Meituan delivered upbeat fiscal fourth-quarter earnings, overturning the impact of the current wave of Covid-19 infections in China.

The online food delivery platform posted revenue of $7.78 billion in the final three months of 2021.

The figure came in higher than the analysts’ expectations of 47.72 billion. It also represented a 30.60% rise from the previous $5.95 million a year ago.

Meituan’s results stood out from other Chinese technology giants’ muted performances in the same period.

Most of the firms grappled with the weakened consumption. In addition, the tighter Beijing regulations took their toll on the sector.

Meituan currently grapples with scrutiny in areas from the welfare of its delivery riders to the commissions it charges restaurants.

Earlier this month, the firm mentioned lowering its commission charged to several merchants.

This plan would halve technology service fees for vendors in pandemic-affected areas, capping at one yuan per order.

This move aligns with the government’s request to reduce fees to help lower costs for catering businesses hit by the health crisis.

Meanwhile, its quarterly loss was $837.56 million, lower than the market consensus of $1.13 billion.

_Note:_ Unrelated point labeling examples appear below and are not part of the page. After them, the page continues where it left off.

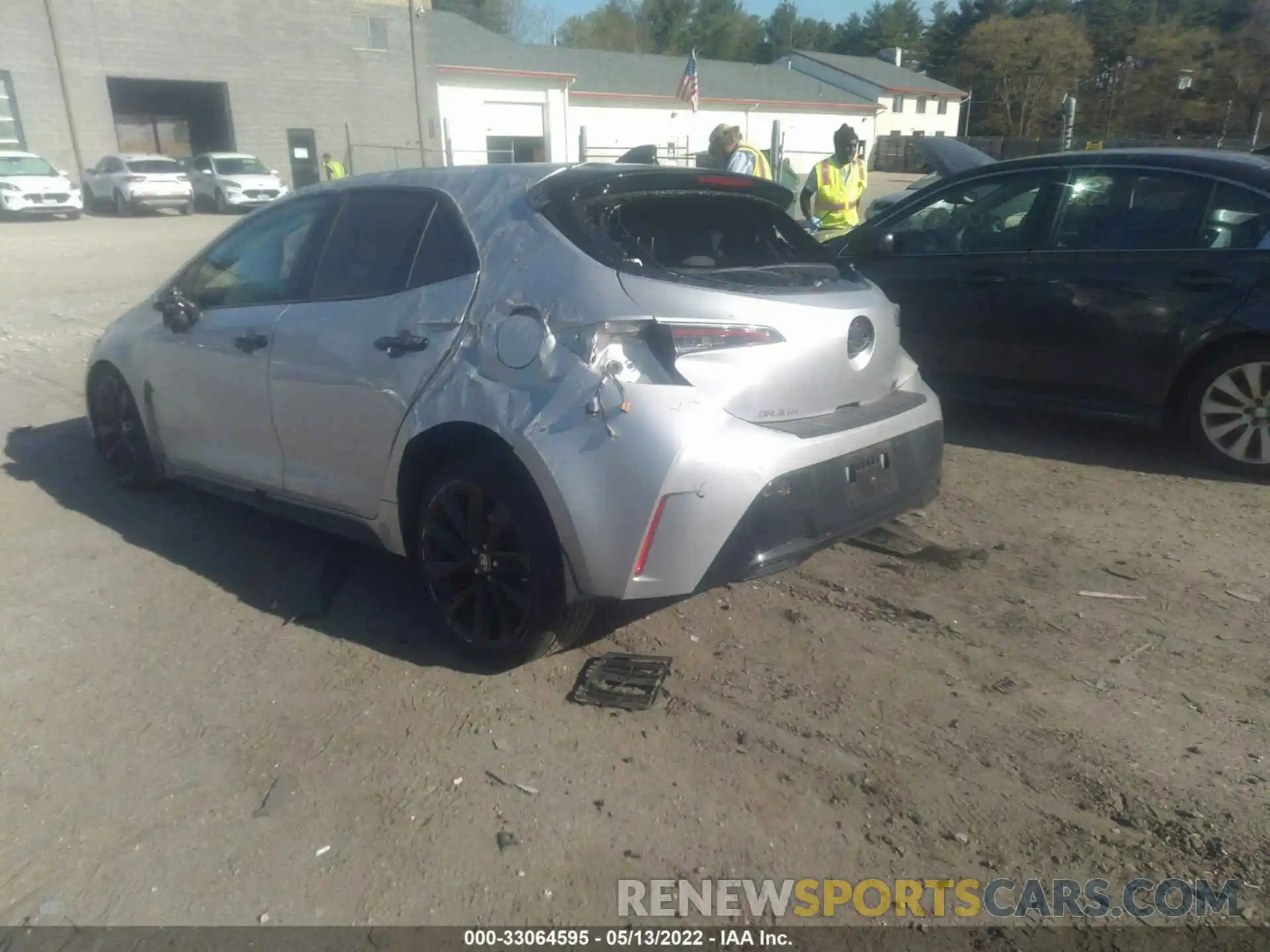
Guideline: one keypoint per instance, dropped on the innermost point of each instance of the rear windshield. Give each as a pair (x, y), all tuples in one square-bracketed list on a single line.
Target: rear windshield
[(155, 165), (724, 240)]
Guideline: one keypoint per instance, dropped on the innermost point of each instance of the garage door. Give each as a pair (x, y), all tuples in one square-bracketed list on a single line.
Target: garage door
[(513, 120)]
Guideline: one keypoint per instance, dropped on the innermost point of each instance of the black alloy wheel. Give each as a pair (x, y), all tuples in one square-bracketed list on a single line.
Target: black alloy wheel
[(118, 430), (492, 563), (1228, 411)]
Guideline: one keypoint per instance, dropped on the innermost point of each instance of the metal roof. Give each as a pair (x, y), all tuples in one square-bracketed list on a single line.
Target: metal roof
[(879, 73), (460, 45)]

However, it significantly edged up from the prior result of $351.33 million.

The inflated cost came as the company continued to invest in initiatives like its community e-commerce unit Meituan Select.

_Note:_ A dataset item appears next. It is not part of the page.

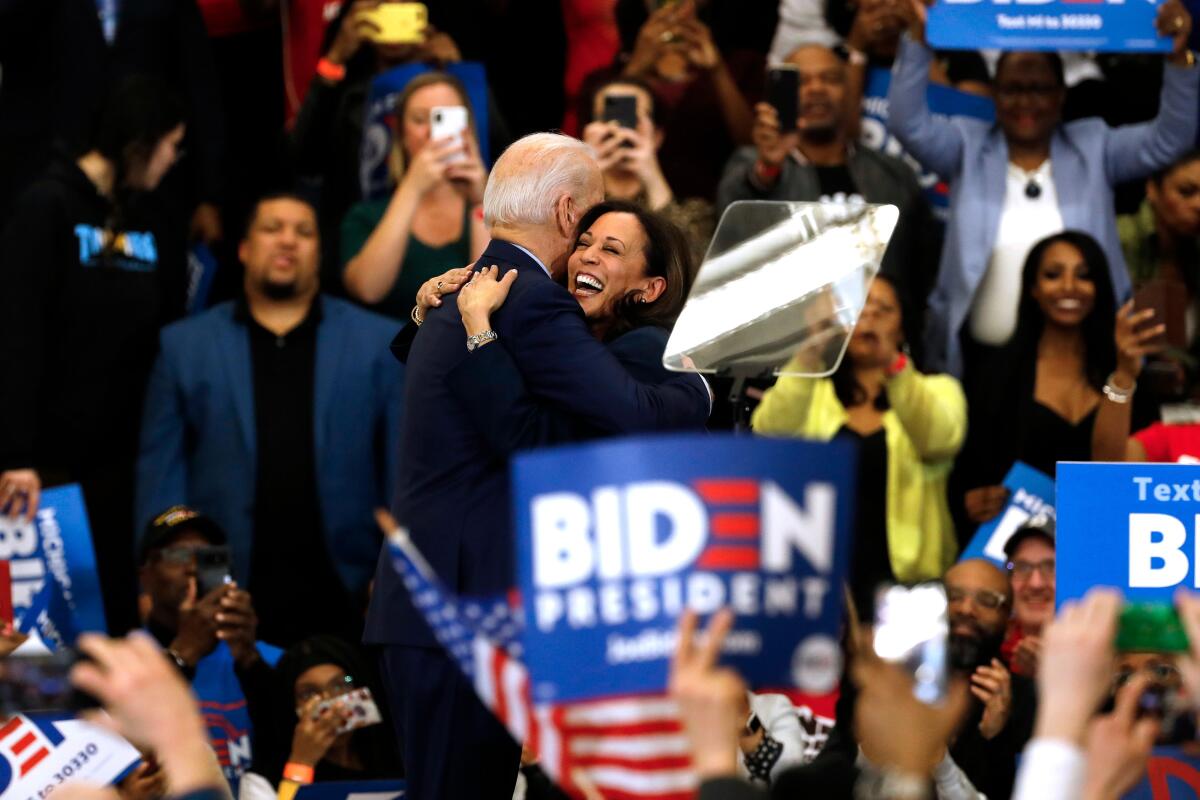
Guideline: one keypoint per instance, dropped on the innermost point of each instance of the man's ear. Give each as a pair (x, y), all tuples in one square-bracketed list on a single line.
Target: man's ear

Accordingly, revenue in new initiatives climbed 58.70% year-over-year to $2.30 billion.

Then, food delivery sales, accounting for over half of Meituan’s revenue, increased 21.30% YoY to $4.10 billion.

On Monday, Hong Kong shares of Meituan surged 10.74% or 1.85 points, to $19.10 per share.

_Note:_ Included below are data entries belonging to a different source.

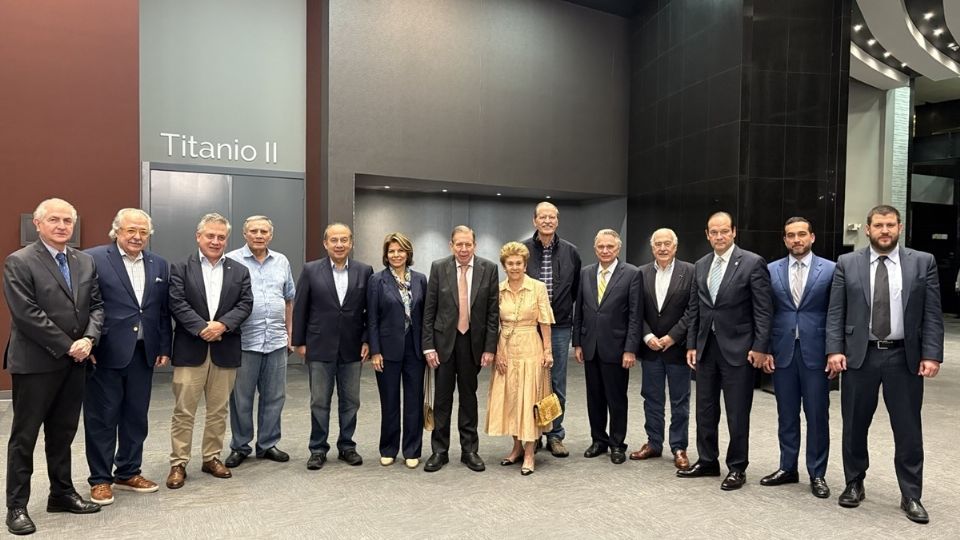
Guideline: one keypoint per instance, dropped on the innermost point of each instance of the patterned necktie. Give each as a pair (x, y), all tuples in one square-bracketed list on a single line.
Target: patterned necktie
[(64, 269)]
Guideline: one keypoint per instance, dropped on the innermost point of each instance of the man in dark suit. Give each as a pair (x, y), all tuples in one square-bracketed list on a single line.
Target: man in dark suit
[(136, 337), (666, 293), (801, 294), (56, 314), (330, 332), (884, 327), (606, 337), (461, 319), (210, 297), (728, 336)]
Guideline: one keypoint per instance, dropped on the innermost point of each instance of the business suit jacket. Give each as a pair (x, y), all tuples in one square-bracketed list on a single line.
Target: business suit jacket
[(46, 316), (188, 304), (667, 320), (848, 317), (328, 329), (441, 308), (124, 317), (742, 313), (386, 316), (810, 317), (613, 326)]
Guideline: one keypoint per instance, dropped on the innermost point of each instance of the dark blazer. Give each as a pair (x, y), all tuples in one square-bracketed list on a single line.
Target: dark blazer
[(45, 316), (188, 304), (848, 318), (386, 316), (328, 329), (810, 317), (613, 327), (123, 316), (669, 319), (742, 314), (441, 308)]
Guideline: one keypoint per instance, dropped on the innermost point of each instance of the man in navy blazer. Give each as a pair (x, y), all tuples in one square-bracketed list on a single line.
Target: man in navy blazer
[(607, 324), (890, 336), (330, 332), (136, 336), (800, 284)]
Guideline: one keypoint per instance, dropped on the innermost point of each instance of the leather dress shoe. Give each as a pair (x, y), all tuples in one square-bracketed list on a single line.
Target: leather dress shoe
[(852, 495), (700, 469), (819, 488), (316, 461), (646, 452), (734, 480), (351, 457), (216, 468), (19, 522), (472, 461), (72, 503), (275, 454), (235, 459), (914, 510), (436, 461), (779, 478), (594, 450)]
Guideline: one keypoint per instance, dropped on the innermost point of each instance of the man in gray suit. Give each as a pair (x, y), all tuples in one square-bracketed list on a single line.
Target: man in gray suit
[(884, 327), (56, 314)]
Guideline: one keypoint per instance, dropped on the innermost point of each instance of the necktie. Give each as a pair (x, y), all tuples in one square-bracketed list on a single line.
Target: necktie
[(881, 300), (64, 269), (463, 321)]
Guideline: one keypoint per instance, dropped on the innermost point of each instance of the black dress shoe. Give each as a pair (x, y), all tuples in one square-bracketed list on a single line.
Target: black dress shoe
[(779, 478), (700, 469), (852, 495), (235, 458), (275, 454), (72, 503), (819, 488), (913, 509), (472, 461), (436, 462), (19, 522), (595, 449)]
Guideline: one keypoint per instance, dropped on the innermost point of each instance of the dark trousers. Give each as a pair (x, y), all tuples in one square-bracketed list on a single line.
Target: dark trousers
[(607, 393), (52, 399), (408, 373), (715, 374), (903, 396), (460, 372), (794, 385), (115, 411)]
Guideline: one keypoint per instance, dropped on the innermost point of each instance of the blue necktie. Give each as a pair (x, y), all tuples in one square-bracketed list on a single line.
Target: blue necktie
[(64, 269)]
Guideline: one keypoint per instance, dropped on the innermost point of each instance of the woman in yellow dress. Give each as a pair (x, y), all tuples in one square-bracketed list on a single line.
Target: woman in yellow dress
[(524, 358)]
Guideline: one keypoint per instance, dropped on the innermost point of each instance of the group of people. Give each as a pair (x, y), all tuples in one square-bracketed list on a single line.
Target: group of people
[(88, 327)]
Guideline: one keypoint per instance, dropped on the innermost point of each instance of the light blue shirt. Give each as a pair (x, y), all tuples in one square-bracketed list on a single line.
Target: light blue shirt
[(271, 281)]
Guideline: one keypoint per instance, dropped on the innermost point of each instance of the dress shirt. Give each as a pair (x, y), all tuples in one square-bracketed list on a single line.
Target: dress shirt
[(265, 330)]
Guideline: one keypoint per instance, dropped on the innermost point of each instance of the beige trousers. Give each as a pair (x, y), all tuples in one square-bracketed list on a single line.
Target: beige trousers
[(212, 382)]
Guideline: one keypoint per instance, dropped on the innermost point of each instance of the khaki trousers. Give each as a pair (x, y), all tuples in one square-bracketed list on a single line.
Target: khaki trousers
[(212, 382)]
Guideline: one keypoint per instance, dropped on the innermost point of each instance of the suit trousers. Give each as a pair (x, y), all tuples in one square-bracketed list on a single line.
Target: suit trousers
[(716, 374), (794, 385), (115, 422), (457, 372), (51, 399), (406, 373), (903, 396), (190, 383), (607, 393)]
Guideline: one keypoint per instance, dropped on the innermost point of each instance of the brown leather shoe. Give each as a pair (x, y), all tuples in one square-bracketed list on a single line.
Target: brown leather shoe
[(216, 468), (177, 476), (645, 452)]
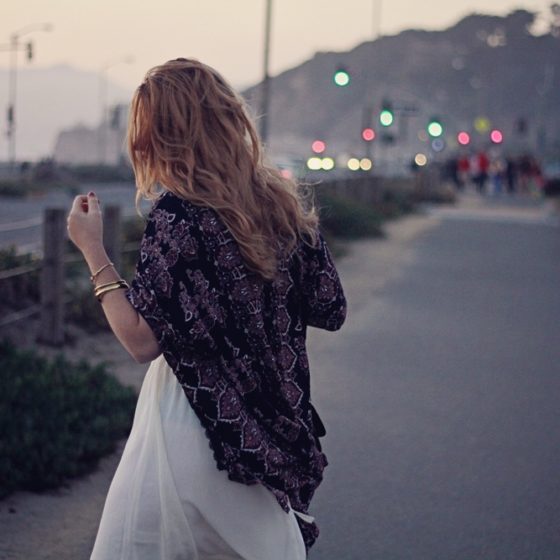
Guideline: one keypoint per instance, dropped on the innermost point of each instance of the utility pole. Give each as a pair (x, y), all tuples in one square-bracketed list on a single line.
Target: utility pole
[(12, 83), (265, 86)]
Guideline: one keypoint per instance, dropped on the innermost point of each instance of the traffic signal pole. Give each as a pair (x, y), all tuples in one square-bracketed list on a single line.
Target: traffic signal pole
[(265, 86)]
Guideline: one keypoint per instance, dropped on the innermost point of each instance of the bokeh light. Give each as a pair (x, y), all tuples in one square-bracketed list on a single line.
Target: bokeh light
[(341, 78), (496, 136), (435, 129), (318, 147), (482, 125), (438, 145), (368, 134), (386, 118), (366, 164), (314, 163), (327, 164)]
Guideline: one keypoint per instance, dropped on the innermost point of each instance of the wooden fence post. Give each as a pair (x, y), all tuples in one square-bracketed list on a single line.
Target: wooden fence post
[(52, 277), (112, 234)]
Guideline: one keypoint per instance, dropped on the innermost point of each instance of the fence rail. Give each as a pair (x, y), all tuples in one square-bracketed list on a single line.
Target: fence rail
[(365, 190), (52, 270)]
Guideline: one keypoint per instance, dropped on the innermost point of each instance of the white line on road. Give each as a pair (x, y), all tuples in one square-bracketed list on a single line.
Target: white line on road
[(21, 224)]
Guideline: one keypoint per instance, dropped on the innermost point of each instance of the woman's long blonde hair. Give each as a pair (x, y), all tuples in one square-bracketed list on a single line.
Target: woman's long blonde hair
[(191, 133)]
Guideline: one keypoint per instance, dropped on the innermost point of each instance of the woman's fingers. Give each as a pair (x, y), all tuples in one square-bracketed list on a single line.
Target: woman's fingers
[(93, 202)]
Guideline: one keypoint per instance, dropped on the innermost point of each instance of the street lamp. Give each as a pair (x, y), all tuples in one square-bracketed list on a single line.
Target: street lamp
[(103, 130), (12, 81)]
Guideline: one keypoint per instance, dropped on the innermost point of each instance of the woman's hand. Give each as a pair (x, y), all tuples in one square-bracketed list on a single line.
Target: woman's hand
[(85, 223)]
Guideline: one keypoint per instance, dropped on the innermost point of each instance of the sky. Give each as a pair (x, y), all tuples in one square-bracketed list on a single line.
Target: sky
[(100, 35)]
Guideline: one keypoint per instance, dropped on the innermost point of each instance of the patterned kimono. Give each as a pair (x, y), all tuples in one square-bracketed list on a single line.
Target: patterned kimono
[(236, 344)]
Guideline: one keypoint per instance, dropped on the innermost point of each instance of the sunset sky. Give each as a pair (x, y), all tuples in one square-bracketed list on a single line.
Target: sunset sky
[(226, 34)]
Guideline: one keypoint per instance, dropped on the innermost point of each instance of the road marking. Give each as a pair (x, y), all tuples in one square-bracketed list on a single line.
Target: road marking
[(21, 224)]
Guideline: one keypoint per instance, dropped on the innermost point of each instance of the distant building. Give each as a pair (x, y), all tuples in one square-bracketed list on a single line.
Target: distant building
[(104, 145)]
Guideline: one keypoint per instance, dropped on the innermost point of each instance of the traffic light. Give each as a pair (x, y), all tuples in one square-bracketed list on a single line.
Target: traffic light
[(496, 136), (341, 77), (387, 115), (318, 147), (368, 134), (435, 128), (464, 138)]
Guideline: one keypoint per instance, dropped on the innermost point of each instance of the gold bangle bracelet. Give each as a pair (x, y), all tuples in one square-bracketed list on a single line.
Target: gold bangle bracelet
[(94, 276), (118, 283), (108, 284), (100, 294)]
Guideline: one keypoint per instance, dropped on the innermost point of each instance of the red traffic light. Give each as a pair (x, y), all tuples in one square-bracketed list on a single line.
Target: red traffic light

Nevertheless, the stock has traded 33.08% lower since the start of the year.

Meituan forecasts the weaker first quarter

The positive earnings bolstered investors’ sentiment despite Meituan’s weaker first-quarter guidance this year.

The downbeat outlook came after China significantly tightened movement restrictions in major cities. This has affected operations in Shenzhen and Shanghai, two of Meituan’s largest markets.

Consequently, the business aims to improve its profitability by cutting back on the financial incentives to users.

In line with this, analysts reduce their stock target prices. Citi lowered its target to $30.40 from $43.69.

Similarly, Nomura minimized its target to $25.55 from $42.92. At the same time, Bocom International trimmed its target to $32.32 from $41.39.

Regardless, the financial services companies maintained a buy rating on Meituan’s stock. They cited the firm’s sticky user base and fast-expanding new businesses.